Der Knabe hatte, mit dem grauen Bart des Bischofs spielend, diese Sätze in gekünsteltem Ton von seinen Lippen fallen lassen. Gefallsüchtig wie er war, hatte er sofort erkannt, daß er diesen Mann nicht durch die Schönheit seines Körpers würde gewinnen können, und daher wollte er ihn für sich einnehmen durch das mystische Wissen, das er besaß. Er entsann sich der Lehren des Hydaspes: er, der Schüler, wiederholte die Worte seines Meisters; zugleich hütete er sich wohl, mehr zu versprechen, als was die alte Mäsa ihm zu versprechen gestattet hatte. Denn er war noch sehr unsicher in der Handhabung seiner Autorität und tat gern alles, was seine Großmutter ihm riet, solange dies nicht gegen seine eigenen Wünsche verstieß. Antoninus, der der Meinung war, daß der Bischof ihm zu Füßen fallen und ihm danken würde, wunderte sich, als der Greis unbeweglich verharrte und endlich schüchtern sprach: »Augustus, wohl wißt Ihr weise Dinge, doch Hydaspes in Emesa hat Euch sicherlich die größte Weisheit noch nicht gelehrt.
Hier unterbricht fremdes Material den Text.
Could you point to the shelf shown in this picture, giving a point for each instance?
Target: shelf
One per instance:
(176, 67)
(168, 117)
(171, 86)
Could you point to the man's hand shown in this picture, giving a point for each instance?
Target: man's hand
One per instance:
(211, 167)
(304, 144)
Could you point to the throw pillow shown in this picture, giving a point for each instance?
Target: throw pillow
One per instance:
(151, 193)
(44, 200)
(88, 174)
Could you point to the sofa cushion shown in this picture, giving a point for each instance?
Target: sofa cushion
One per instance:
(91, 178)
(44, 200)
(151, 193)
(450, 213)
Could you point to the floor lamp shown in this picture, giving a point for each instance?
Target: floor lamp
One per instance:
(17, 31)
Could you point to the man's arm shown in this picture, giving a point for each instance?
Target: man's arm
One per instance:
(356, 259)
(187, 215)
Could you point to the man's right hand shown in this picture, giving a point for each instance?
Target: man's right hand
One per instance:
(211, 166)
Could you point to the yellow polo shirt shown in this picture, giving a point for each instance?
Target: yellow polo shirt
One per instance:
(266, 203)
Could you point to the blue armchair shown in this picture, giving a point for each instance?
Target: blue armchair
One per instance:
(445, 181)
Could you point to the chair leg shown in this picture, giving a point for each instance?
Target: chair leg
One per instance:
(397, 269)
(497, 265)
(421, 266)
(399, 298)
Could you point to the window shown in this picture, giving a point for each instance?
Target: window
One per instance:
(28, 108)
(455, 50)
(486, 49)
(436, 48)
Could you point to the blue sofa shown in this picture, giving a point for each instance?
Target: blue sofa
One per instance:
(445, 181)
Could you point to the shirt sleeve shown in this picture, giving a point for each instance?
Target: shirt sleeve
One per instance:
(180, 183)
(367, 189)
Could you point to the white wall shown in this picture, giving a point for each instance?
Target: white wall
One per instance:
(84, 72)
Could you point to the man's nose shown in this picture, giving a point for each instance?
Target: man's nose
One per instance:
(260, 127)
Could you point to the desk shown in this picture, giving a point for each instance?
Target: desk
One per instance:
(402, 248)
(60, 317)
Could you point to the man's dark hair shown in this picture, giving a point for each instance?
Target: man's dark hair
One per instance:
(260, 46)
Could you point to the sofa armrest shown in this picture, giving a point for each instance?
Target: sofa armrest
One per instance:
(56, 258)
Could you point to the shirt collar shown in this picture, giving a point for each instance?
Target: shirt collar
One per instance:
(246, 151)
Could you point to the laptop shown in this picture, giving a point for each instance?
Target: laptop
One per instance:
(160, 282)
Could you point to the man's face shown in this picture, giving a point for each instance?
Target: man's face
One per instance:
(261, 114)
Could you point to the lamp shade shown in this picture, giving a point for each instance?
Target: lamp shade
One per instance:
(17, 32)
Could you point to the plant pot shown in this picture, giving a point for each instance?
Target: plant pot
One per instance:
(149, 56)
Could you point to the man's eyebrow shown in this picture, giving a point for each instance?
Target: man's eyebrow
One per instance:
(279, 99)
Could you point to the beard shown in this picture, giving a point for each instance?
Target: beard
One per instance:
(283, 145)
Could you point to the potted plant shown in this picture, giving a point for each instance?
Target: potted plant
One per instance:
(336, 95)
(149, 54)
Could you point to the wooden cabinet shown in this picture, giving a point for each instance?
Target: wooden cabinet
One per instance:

Wohl seid Ihr sehr leutselig, wohl überwältigt mich Eure Gnade, Augustus, obgleich Ihr es dem Greise verwehrt, eine kleine Taberne zum christlichen Tempel zu weihen. Doch ich kann nichts anderes tun, als Euch um noch größere Gnade anflehen und Euch bitten, den Christen und mir nicht zu zürnen, wenn ich erkläre, das nicht tun zu können: unser Kruzifix feierlich in den Tempel der Sonne bringen und die Sonne mehr anbeten denn Gott, den Schöpfer von Licht und Sonne.«

Antoninus errötete vor Zorn.

»Du weigerst dich?« rief er aus und seine Stimme überschlug sich.

»Ich kann nichts anderes tun, als in tiefster Ehrfurcht vor Eurer kaiserlichen Hoheit mich weigern, Augustus!«

»Du weigerst dich, deinen gekreuzigten Gott, deinen armseligen Gottessohn, der einen Sklaventod starb, in meinen Tempel zu bringen, wo ich ihn im Abglanz des höchsten Lichtes dulden will?«

»Augustus, ich muß mich weigern. Ich bin ein schwacher alter Mann und mein Leben ist nicht mehr viel wert. Doch wollt Ihr es, um Euren Zorn zu kühlen, so nehmt es hin und gebietet, daß man mich foltere und den wilden Tieren vorwerfe. Niemals aber wird Jesus Christus ein Diener der Sonne oder irgend eines anderen Götzen sein!«

Demutsvoll hatte der alte Mann gesprochen, während er, mit gefalteten Händen, unbeweglich dasaß. Plötzlich riß der Kaiser den Greis rauh an seinem Bart und stieß ihn von sich.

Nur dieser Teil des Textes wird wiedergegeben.